If you still don't believe everyone else, simulate it in a popular spreadsheet!
labels:
A1 = rand1, B1 = "Bag", C1 = rand2, D1 = "Ball 1", E1 = "Ball 2"
In A2 we are going to have a random integer between 0 and 3 to decide which of the four bags we get, so the formula can be:
=FLOOR(RAND()*4,1)
In B2 we have the bag we chose:
=IF(A2 = 0, "ww", IF(A2 = 3, "bb", "bw" )
(note the subsequent formulas depend on those exact strings)
so we can see we will get mixed bags twice as often as either of the other two bags, which is what the question specifies.
In C2 we are going to have another random number which controls which of the two balls in the bag we get:
=FLOOR(RAND()*2,1)
In D2 we are going to have the colour of the first ball:
=MID(B2, C1+1, 1)
this will select the first or second character in the ball name depending on the value of C1.
and in E2 we are going to have the colour of the second ball
=MID(B2, 2-C1, 1)
this will always be the other character in the ball name
Now copy those formulas down about 1000 rows.
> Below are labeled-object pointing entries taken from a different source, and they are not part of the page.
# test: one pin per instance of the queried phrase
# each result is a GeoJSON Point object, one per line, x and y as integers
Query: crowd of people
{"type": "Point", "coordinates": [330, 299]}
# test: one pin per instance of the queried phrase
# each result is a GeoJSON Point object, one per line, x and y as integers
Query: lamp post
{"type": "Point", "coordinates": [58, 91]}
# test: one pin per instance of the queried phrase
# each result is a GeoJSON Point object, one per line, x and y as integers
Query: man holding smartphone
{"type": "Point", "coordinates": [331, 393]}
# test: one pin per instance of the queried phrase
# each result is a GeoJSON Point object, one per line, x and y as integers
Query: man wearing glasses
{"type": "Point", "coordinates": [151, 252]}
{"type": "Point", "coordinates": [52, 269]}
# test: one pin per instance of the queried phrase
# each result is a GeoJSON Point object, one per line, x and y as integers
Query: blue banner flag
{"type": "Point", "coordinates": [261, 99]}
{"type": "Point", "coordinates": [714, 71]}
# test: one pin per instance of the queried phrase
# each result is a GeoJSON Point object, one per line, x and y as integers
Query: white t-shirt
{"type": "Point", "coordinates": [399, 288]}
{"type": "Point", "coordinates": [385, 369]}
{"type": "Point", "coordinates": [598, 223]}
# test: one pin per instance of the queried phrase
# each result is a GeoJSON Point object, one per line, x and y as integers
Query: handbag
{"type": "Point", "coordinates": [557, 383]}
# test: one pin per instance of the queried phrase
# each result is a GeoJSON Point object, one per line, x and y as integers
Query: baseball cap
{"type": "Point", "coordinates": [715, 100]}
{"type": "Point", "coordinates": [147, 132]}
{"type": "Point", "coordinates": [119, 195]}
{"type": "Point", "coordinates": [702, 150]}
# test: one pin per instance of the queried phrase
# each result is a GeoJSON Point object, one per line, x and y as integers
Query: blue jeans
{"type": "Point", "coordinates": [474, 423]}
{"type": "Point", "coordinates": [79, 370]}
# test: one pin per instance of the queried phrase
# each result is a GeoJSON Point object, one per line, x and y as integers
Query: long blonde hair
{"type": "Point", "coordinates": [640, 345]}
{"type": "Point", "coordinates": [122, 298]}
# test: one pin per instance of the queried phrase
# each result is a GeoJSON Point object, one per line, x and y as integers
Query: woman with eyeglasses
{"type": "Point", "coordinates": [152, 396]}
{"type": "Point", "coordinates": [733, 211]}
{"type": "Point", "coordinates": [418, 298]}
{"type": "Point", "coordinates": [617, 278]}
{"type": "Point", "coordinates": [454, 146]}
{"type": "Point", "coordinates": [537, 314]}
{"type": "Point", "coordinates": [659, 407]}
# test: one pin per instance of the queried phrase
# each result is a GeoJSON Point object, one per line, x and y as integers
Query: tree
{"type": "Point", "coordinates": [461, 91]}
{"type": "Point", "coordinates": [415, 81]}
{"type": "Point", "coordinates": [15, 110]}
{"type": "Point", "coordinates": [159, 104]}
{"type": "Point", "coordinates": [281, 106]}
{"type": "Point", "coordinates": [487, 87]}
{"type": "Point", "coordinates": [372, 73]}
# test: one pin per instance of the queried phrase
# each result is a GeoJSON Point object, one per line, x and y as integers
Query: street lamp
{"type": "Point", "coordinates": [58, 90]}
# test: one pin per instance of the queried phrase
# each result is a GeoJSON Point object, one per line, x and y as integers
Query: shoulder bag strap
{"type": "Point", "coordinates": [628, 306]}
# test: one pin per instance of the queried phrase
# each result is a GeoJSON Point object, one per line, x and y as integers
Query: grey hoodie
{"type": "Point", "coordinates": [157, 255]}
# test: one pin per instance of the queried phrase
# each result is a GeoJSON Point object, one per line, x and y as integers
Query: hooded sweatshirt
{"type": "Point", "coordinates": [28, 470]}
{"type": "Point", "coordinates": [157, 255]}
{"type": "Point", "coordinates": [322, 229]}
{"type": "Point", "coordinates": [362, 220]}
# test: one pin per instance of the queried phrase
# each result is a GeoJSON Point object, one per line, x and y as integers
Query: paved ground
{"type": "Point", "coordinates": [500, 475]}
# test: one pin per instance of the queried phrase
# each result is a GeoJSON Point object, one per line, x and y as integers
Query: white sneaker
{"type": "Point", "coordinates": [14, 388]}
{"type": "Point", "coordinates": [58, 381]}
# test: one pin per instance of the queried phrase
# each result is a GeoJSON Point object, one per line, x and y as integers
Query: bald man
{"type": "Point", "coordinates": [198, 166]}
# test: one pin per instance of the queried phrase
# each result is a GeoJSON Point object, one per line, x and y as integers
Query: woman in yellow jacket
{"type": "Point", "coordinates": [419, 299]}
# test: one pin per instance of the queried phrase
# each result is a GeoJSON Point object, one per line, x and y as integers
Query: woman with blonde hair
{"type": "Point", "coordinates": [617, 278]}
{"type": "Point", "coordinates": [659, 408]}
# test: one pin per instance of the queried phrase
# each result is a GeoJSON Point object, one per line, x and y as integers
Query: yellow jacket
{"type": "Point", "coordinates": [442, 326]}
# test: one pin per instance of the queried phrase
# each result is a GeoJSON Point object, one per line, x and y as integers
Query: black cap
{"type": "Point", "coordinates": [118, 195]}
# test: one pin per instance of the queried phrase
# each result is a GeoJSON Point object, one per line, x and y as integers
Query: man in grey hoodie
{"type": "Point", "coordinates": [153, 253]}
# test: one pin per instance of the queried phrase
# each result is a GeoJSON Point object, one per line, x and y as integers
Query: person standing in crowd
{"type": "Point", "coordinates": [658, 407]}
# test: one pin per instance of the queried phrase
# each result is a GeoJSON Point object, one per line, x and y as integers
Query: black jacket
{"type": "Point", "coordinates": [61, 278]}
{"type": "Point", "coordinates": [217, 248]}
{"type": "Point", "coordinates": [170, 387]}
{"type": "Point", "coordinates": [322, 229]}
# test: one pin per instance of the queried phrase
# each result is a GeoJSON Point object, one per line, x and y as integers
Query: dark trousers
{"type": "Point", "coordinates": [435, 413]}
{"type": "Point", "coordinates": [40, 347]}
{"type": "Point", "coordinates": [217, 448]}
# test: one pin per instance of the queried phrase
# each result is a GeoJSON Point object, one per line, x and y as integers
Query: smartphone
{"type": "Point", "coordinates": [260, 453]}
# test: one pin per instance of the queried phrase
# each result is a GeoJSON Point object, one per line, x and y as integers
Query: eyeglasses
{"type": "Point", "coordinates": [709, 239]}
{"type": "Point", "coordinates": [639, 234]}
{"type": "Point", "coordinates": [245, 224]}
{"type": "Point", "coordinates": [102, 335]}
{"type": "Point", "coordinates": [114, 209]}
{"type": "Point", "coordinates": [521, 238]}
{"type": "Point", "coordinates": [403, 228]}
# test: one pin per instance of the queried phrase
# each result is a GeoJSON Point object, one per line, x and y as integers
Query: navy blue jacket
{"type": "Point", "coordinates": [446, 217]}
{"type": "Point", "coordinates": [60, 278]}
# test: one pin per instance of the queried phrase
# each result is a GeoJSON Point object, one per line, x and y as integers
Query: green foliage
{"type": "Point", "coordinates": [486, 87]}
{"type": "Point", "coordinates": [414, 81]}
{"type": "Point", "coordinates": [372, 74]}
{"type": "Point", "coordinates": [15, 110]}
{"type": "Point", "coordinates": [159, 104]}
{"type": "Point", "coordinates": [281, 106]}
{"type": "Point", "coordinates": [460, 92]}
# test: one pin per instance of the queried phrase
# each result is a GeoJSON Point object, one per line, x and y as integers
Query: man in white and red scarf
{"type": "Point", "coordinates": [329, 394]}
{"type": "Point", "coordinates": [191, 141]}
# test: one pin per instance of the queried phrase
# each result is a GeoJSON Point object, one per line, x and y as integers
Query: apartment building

We have done 1000 bag/ball picks
Copy everything and paste as values so the ball picks don't change on us. otherwise the autofiltering below won't work.
Now highlight row 1 and do data / filter to get filter dropdowns based on the data in row 1.
Select the filter in the "ball 1" column and set to show "b" only.
highlight a single column and excel will give you the count of visible cells (actually cells+1 because it counts the column heading too), it will be about 500. This is the number of times a black ball was picked. Remember this number.
Without changing the "ball 1" filter, select the filter on the "ball 2" column and set to show "b" only.
Now highlight a column and excel will again tell you how many cells are visible after the filter. The number will be about 250, proving that half of the times that the first ball is black the second ball is too.